The best strategy for executive dysfunction won’t work if you fall into any of the following pitfalls.

  1. Overfilled boards:  If every empty wall is cluttered, you lose visibility. Keep visuals tight and consistent.
  2. Out of sight, out of mind: Everything included must be visible within daily path—not tucked behind cabinet doors.
  3. No recharge zone:  If your command center seems like another to-do trap, integrate small reward cues. A comfortable chair nearby, water, or a soft timer chime will do nicely.
  4. Single-use sign-up: If you fall off using it, restart: remove one element, reuse daily prompts, reset assumptions. A command center isn’t failure if abandoned temporarily. It’s design just needs adjustment.

Why this approach matters.

I thought I had it pretty together in my life. And I did.

Until I hit my late forties. Then, my working memory packed up, flipped me the birdie, and disappeared into the great unknown.

Probably the same place where missing socks end up when you do a load of laundry.

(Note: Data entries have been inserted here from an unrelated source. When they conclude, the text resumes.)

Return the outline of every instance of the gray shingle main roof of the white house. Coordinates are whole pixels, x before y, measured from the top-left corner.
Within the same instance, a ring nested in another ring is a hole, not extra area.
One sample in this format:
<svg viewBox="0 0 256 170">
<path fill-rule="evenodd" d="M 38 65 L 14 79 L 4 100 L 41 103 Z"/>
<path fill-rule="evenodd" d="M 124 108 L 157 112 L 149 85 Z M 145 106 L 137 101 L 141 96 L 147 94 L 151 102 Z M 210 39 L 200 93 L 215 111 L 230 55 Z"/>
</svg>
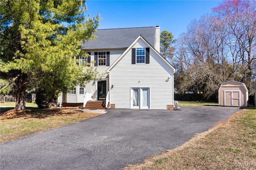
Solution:
<svg viewBox="0 0 256 170">
<path fill-rule="evenodd" d="M 139 35 L 154 47 L 156 27 L 117 28 L 97 30 L 95 40 L 82 43 L 83 49 L 129 47 Z"/>
</svg>

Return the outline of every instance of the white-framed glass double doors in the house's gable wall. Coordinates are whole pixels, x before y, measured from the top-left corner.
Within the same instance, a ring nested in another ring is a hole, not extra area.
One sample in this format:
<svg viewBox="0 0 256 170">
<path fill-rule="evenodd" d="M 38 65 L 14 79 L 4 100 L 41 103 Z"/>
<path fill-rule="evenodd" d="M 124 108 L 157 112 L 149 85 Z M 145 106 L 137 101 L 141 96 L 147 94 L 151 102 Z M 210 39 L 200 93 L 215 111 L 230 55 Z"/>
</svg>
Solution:
<svg viewBox="0 0 256 170">
<path fill-rule="evenodd" d="M 149 109 L 149 88 L 131 89 L 131 109 Z"/>
</svg>

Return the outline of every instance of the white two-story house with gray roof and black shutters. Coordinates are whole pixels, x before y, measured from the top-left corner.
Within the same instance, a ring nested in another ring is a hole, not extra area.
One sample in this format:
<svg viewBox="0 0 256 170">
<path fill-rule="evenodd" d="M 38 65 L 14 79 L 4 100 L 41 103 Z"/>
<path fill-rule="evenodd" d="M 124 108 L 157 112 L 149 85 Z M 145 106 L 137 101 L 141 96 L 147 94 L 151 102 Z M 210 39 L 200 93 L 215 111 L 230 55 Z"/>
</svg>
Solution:
<svg viewBox="0 0 256 170">
<path fill-rule="evenodd" d="M 160 27 L 104 29 L 95 35 L 82 44 L 90 56 L 80 60 L 97 67 L 103 77 L 61 94 L 64 107 L 93 109 L 98 102 L 101 109 L 174 108 L 176 70 L 160 54 Z"/>
</svg>

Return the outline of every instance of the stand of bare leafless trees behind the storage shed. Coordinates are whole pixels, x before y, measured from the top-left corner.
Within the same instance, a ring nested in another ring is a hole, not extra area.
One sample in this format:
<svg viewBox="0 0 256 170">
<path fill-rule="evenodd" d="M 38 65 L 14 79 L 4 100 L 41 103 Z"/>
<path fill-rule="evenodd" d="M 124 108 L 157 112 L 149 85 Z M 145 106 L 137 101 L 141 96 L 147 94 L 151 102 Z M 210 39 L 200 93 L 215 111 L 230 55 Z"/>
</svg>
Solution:
<svg viewBox="0 0 256 170">
<path fill-rule="evenodd" d="M 212 14 L 193 20 L 175 44 L 175 88 L 179 93 L 217 96 L 220 83 L 256 83 L 256 3 L 224 0 Z"/>
</svg>

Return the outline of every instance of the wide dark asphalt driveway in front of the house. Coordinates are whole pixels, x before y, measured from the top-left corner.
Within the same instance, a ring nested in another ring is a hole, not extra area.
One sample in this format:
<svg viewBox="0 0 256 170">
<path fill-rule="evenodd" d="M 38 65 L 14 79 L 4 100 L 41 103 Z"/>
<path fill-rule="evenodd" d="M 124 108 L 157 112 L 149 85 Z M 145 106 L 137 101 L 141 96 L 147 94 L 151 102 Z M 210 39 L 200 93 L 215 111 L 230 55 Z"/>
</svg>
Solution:
<svg viewBox="0 0 256 170">
<path fill-rule="evenodd" d="M 1 170 L 120 169 L 176 148 L 238 111 L 113 109 L 99 117 L 0 143 Z"/>
</svg>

The frustrating fact of the matter is that executive function challenges among ADHD and autistic women often intensify midlife due to the hormonal shifts. Strategies built for neurotypical brains often fail. But a functional command center bridges intention with execution. Not by forcing discipline, but by offering structure you can see, feel, and interact with. It reclaims agency.

My DIY Command Center consists of a page from a large photo album which acts as a small dry erase board, as well as a sheet proclaiming “Em’s Daily Schedule.” They are both easily visible, and contain a list of things I need to remember every day, as well as space to jot down tasks for that particular day.

It’s reduced my anxiety considerably. Made me feel like I can do this crazy thing called the postmenopausal, neurodivergent life. Probably has saved my marriage.

No, seriously.

You may want to check out this pre-made Home Command Center. Put it into action, and stop struggling with how to improve your executive function.

Because let’s be honest—if sticky notes on the microwave were a working system, I’d already be President.

Final thoughts on the best strategy for executive dysfunction.

An  executive function command center at home isn’t a magical fix, but a supportive environment upgrade: external systems crafted to offload, remind, and cue. When designed for visibility, simplicity, and tactile presence, it turns mental clutter into manageable flow. Over time, that provides clarity—and relief.

You don’t need elaborate planners or a huge color-coded calendar. Just a space that meets your brain where it is and allows it to work less hard to find what matters.